Ci è venuto sottocchio un articolo di Vittorio Feltri pubblicato sul quotidiano “Il Giornale” qualche giorno fa, con il quale il giornalista, rispondendo a un lettore che lo aveva punzecchiato sul Festival, sulla vincitrice Angelina Mango, sul vincitore effettivo che poi i “birbanti” giornalisti con lo zampino della Rai avevano fatto scendere al secondo posto, si è scatenato e, da par suo, ne ha detto di diversi colori.
Feltri ha risposto sulle “solite ma vittimistiche accuse di razzismo contro i meridionali”.
“Stavolta a piagnucolare sono i napoletani che, non accettando, per campanilismo, la sconfitta del proprio cantante preferito, tacciano gli organizzatori di essere disonesti, di avere barato, di avere truccato i numeri. E si dicono altresì vittime di discriminazione”, scrive il direttore editoriale de Il Giornale.
Ma attenzione, prosegue Feltri, perché “nulla è meno elegante dell’incapacità di perdere, incapacità che conduce a scagliarsi contro chiunque, a prendersela con chiunque, a cercare colpevoli, a scadere nel patetico vittimismo, che si può sintetizzare con questo pensiero: ‘Non ho perso perché altri sono piaciuti più di me bensì perché io sono il migliore e qualcuno ha cospirato contro di me'”.

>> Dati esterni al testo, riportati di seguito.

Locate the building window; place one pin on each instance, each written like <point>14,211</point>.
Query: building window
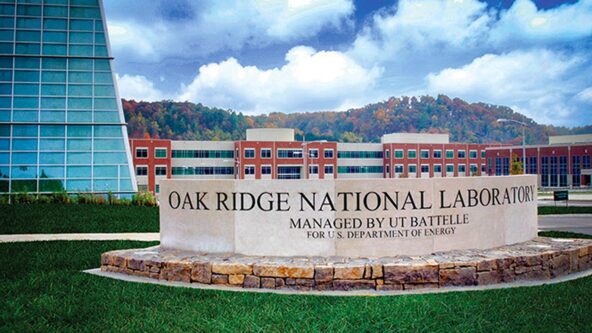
<point>462,169</point>
<point>449,169</point>
<point>141,170</point>
<point>160,153</point>
<point>160,170</point>
<point>289,153</point>
<point>249,169</point>
<point>313,169</point>
<point>266,153</point>
<point>249,153</point>
<point>266,170</point>
<point>141,152</point>
<point>313,153</point>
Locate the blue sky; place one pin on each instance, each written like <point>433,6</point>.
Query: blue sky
<point>261,56</point>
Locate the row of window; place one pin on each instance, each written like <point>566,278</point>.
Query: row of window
<point>60,131</point>
<point>158,153</point>
<point>176,153</point>
<point>436,153</point>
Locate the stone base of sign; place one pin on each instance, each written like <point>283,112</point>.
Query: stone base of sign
<point>539,259</point>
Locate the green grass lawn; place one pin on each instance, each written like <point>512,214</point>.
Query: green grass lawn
<point>44,290</point>
<point>76,218</point>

“Ritengo semmai che i napoletani siano stati avvantaggiati in quanto è stata ammessa in gara una canzone il cui testo risulta essere in dialetto tipico napoletano, dunque incomprensibile e inaccessibile alla stragrande maggioranza degli italiani, e pure ci si lagna” conclude picconando Vittorio Feltri.
In merito al “rapper” napoletano, attraverso Internet emergono ora altre novità e collegate polemiche.

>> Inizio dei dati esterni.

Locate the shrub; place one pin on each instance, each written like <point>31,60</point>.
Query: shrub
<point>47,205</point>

Ad esempio, il padre di Giovanbattista Cutolo, noto come Giogiò, lo studente di pianoforte e corno dell’Orchestra Alessandro Scarlatti di Napoli, ha rivelato che Geolier fosse un idolo del giovinastro che uccise il figlio; ovviamente il rapper non ha nessuna colpa, ma proprio durante il festival sanremese sono emerse notizie divulgate dal cantante su una certa Napoli, certamente non limpida e specchiata, emersa da un video nel quale si mostra una carabina kalashnikov dorata.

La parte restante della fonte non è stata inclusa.